Japan’s economic outlook also remains bleak as new Prime Minister Fumio Kishida delivers his first political speech later this week. Although he has promised to raise revenues, he did not give details and is not widely seen as a supporter of the regulatory and structural changes that analysts have long said Japan badly needed. Some skeptics fear that any new spending will only push the country into further debt.

Kishida also frightened investors by voicing his support for a capital gains tax.

In the United States, investors are hoping Congress can manage to temporarily extend the federal government’s debt ceiling and give lawmakers time to reach a more permanent resolution. The market recovered from a morning loss shortly after Republican Senate Leader Mitch McConnell offered Democrats a short-term emergency extension of the federal debt ceiling until December.

The S&P 500 rose 0.4% to 4,363.55. The Dow Jones Industrial Average rose 0.3% to 34,416.99. The Nasdaq gained 0.5% to 14,501.91. The technology-heavy index fell 1.2% before the afternoon rally.

Small company stocks, a sign of confidence in economic growth, fell: the Russell 2000 index fell 0.6% to 2,215.

If the country’s debt ceiling, which caps the amount of money the federal government can borrow, is not raised by October 18, the country “would likely face a financial crisis and economic recession.” Treasury Secretary Janet Yellen told Congress last week.

In a meeting Wednesday with bank executives, President Biden stressed the importance for Congress of raising the debt ceiling.

“We have not failed to do so since our inception as a country. We need to act. These leaders know the time to act.

The Senate went on recess Wednesday night so lawmakers could discuss McConnell’s proposal, delaying a procedural vote on a bill passed by the House to suspend the debt ceiling.

The latest episode of market volatility comes as investors question the way forward for the economy, amid rising inflation and the continuing impact of the virus pandemic.
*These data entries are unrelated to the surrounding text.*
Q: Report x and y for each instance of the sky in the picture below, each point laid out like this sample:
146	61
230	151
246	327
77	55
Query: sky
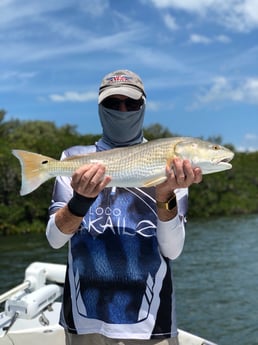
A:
198	60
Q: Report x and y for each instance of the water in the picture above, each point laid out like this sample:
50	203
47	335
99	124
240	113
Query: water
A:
216	276
217	280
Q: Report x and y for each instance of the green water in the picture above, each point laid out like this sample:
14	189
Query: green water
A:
216	276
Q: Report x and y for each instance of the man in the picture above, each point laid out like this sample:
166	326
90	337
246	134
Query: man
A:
118	287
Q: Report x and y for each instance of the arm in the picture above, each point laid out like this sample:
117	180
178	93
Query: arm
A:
170	226
87	182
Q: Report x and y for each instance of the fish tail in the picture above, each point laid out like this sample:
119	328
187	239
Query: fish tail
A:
34	170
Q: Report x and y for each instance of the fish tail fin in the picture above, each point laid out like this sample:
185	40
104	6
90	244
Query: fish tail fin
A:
34	170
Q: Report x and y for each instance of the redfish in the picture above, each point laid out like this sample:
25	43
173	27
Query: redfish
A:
142	165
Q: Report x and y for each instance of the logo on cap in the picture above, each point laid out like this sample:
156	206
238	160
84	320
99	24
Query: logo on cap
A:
119	78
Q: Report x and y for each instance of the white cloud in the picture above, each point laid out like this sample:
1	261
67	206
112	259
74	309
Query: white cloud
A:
95	8
170	22
237	15
222	39
223	89
73	96
194	38
201	39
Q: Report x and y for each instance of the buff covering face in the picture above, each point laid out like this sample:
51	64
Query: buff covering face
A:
121	128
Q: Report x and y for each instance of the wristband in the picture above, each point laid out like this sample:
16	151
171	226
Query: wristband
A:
79	204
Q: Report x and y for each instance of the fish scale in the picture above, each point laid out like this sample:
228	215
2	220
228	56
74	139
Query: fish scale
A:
142	165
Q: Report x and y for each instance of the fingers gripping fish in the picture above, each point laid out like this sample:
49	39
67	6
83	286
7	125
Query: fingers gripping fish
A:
142	165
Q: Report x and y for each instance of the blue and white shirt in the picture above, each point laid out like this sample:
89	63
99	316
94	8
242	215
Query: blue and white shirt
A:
119	280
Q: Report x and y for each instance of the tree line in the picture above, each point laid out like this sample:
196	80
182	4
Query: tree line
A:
231	192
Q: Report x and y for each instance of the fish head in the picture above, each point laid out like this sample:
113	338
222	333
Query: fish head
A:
208	156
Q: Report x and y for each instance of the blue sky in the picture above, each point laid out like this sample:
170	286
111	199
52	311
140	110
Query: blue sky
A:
198	60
At the top of Wall Street’s list of concerns is the Federal Reserve’s timetable for raising interest rates. The Fed’s policy-making committee recently signaled that the central bank may start raising rates at the end of next year. Analysts said the Fed could act sooner than expected if high inflation persists.
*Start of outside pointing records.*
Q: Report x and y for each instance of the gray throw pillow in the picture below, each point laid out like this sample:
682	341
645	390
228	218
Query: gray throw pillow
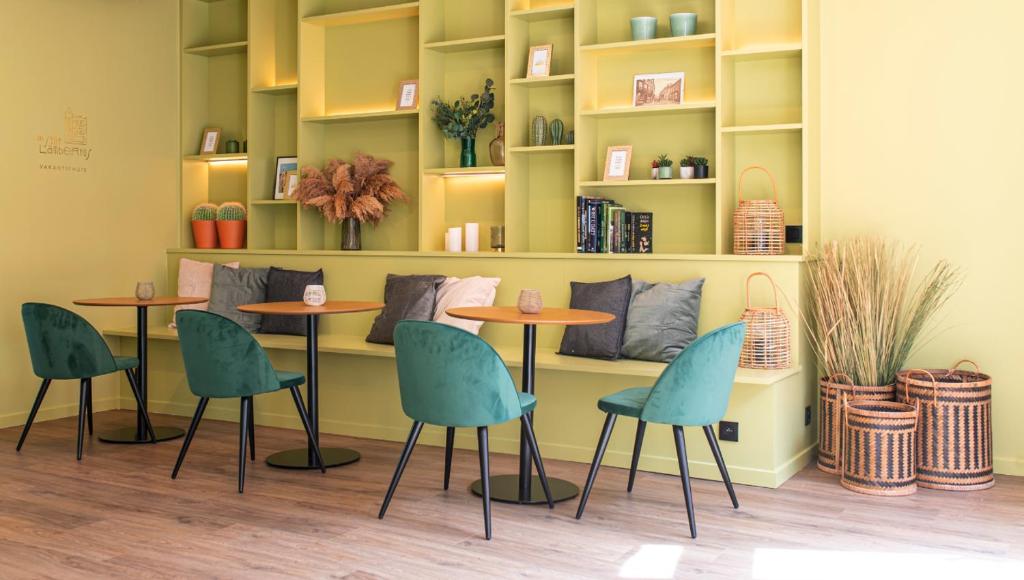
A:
663	320
288	286
600	340
233	287
406	297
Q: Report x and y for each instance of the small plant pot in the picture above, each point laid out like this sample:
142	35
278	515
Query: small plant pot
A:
205	234
232	234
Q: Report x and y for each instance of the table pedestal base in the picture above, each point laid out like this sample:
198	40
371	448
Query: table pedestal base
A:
129	436
299	458
506	490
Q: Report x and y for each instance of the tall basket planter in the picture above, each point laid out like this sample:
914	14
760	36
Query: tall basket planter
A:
830	414
758	225
879	447
767	344
955	428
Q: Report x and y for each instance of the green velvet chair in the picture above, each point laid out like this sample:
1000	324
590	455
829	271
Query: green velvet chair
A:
453	378
693	390
224	361
65	345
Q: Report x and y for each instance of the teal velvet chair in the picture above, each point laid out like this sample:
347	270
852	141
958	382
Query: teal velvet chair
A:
693	390
224	361
453	378
65	345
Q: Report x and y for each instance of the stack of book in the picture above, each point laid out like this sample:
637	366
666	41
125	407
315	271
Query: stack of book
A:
605	226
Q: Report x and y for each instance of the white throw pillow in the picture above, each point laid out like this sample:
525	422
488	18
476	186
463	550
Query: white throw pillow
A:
457	292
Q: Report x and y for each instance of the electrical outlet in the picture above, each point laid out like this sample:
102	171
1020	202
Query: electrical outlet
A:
728	430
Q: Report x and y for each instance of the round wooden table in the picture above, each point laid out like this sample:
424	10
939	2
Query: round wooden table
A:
137	433
524	488
304	458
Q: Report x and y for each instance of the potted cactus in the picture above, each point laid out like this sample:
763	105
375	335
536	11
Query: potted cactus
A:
664	167
231	225
205	225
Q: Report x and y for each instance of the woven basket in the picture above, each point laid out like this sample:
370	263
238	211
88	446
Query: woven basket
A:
955	429
767	343
758	225
879	447
830	394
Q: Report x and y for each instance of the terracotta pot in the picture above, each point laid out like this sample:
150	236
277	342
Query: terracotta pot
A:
205	234
232	234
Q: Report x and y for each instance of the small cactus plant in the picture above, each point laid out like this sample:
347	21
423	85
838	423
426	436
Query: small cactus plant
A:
231	211
205	212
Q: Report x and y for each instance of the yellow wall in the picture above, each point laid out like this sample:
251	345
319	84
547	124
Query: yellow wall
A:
922	140
69	234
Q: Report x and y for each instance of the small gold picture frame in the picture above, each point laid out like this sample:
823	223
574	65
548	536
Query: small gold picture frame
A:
409	95
539	64
616	163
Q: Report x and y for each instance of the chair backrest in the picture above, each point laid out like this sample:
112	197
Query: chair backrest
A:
62	344
452	377
222	359
694	388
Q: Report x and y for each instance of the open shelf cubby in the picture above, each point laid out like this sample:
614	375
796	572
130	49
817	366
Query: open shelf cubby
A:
318	79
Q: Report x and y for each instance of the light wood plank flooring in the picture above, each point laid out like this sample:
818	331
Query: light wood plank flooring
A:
118	513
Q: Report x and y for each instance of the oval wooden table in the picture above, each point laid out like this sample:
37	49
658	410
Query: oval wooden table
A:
137	433
304	458
524	488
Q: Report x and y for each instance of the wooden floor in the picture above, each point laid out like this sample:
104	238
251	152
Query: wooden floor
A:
118	513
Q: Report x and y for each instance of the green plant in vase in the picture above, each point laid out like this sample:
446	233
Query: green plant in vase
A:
462	118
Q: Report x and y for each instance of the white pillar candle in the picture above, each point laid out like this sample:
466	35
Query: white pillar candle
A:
472	237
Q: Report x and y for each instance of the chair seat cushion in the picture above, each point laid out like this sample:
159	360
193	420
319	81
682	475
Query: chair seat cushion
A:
289	378
526	401
125	363
629	402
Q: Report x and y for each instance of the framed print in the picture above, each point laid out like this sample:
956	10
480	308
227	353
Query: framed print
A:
659	89
281	179
409	95
616	163
210	142
539	64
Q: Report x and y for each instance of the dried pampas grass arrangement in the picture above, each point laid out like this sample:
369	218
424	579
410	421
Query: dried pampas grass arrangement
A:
361	190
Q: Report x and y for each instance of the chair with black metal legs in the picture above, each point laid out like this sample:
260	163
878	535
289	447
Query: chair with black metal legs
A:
453	378
693	390
224	361
65	345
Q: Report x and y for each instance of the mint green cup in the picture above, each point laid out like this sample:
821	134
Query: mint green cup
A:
683	24
643	27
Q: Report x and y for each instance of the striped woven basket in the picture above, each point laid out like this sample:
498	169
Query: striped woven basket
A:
955	429
830	394
879	447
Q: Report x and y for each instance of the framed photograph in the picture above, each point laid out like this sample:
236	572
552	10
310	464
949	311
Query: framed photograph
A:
211	140
409	95
281	178
540	61
659	89
616	163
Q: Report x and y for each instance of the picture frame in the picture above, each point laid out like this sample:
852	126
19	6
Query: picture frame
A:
210	141
659	89
409	95
616	163
281	178
539	63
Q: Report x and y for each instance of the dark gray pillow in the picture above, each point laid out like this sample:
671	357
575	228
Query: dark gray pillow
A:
406	297
600	340
663	320
288	286
233	287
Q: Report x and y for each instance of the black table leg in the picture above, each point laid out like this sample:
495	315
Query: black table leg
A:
305	458
524	487
137	433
Investors will take a closer look at how companies perform in the third quarter when quarterly financial results are released in the coming weeks. Wall Street expects strong earnings growth of 27% for S&P 500 companies, but will also be listening to comments on how supply chain issues and higher costs are hampering operations.
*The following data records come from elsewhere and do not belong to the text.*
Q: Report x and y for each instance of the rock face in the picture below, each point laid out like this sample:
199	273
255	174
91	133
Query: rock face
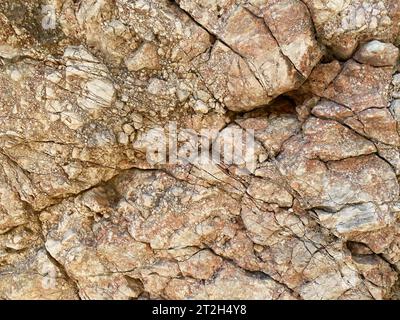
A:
199	149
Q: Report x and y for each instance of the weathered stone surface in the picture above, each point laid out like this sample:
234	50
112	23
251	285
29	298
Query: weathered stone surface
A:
378	54
197	149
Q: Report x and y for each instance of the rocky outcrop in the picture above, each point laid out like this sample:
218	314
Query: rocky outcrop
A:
199	149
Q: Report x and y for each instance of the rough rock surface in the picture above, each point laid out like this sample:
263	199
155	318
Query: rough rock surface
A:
310	210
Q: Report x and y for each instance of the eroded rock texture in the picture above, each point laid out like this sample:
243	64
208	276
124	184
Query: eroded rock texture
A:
85	213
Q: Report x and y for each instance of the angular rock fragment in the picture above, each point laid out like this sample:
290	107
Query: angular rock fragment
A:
378	54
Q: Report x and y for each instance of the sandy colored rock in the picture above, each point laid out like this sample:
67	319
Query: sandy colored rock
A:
197	149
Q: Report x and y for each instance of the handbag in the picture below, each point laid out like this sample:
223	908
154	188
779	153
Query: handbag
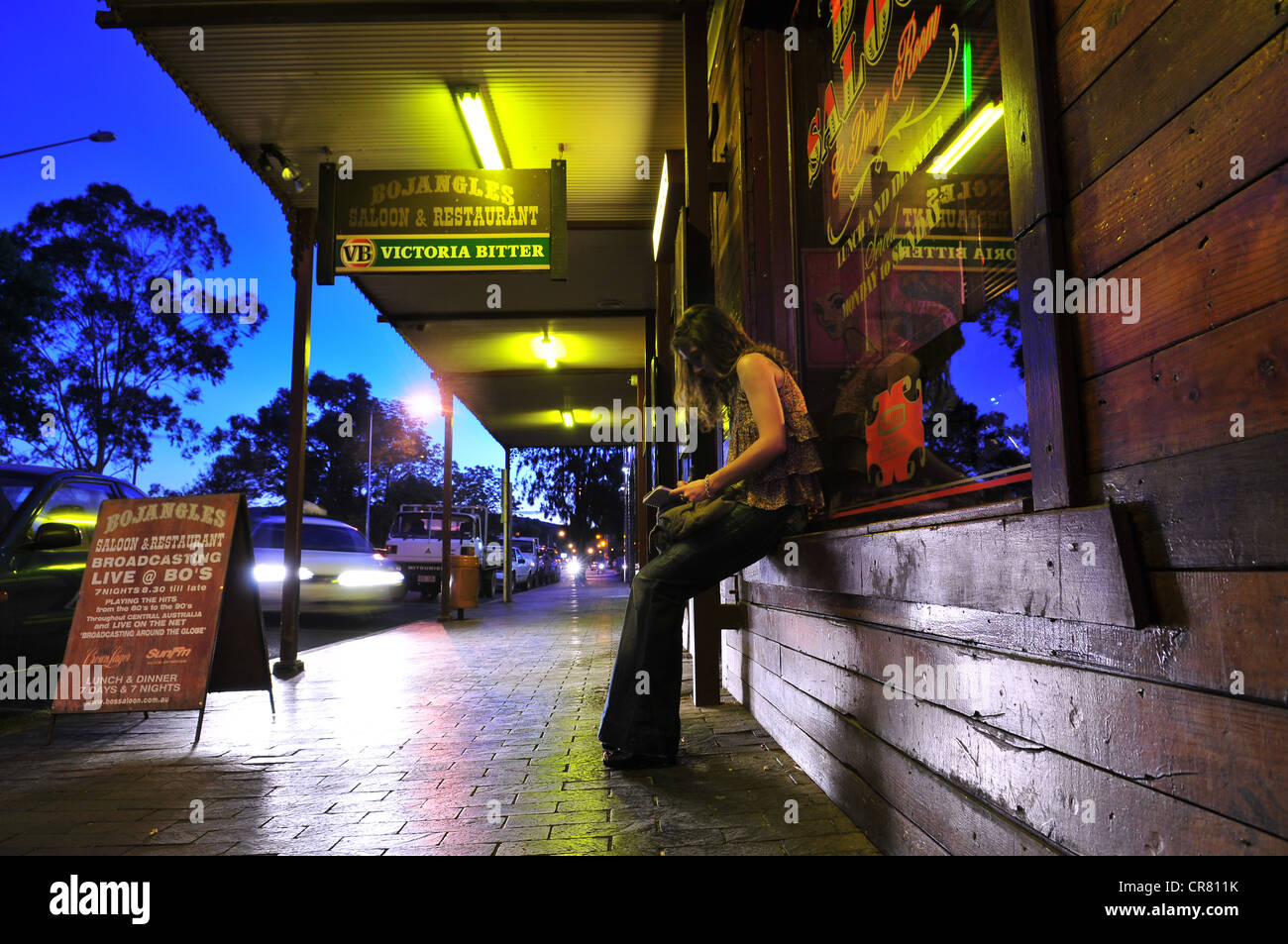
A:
684	520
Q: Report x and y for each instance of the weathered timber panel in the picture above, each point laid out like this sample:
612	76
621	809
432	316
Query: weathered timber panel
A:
1212	509
1181	398
1183	54
1060	11
1168	739
1224	264
1030	565
961	826
1184	168
1044	789
1117	26
1210	623
881	822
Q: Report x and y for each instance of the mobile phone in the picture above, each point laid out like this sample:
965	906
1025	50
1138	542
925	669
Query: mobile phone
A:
661	497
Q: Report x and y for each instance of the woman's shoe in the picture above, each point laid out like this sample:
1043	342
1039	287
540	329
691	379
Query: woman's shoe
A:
621	759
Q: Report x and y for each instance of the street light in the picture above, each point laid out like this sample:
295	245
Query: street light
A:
102	137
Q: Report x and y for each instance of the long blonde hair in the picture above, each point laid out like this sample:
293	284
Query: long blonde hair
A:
717	340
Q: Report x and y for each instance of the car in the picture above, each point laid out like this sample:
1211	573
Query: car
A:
527	546
339	569
47	524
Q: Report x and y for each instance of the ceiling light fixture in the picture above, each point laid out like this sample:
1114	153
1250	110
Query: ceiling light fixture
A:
548	349
974	130
475	115
660	213
287	170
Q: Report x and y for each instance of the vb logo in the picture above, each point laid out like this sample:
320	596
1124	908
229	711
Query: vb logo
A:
357	254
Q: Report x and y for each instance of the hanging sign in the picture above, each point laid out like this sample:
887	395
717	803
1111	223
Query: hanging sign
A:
447	220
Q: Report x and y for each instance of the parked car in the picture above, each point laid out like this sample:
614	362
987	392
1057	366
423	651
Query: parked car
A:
47	526
524	570
339	570
527	546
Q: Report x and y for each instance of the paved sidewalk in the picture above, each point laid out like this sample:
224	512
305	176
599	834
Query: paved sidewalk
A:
473	739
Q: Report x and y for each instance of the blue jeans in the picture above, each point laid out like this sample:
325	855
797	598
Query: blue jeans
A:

On Friday, the Ministry of Labor will release its report on employment scheduled for September. The labor market has been slow to fully recover from the pandemic, and the summer upsurge in COVID-19 cases has further hampered its progress.

In energy trading, benchmark US crude slipped 49 cents to $ 76.94 a barrel in electronic trading on the New York Mercantile Exchange. It sold $ 1.50 to $ 77.43 a barrel on Wednesday. Brent crude, the international standard, fell 2 cents to $ 81.06 a barrel.

In currency trading, the US dollar rose from 111.41 yen to $ 111.39. The euro went from $ 1.1557 to $ 1.1570.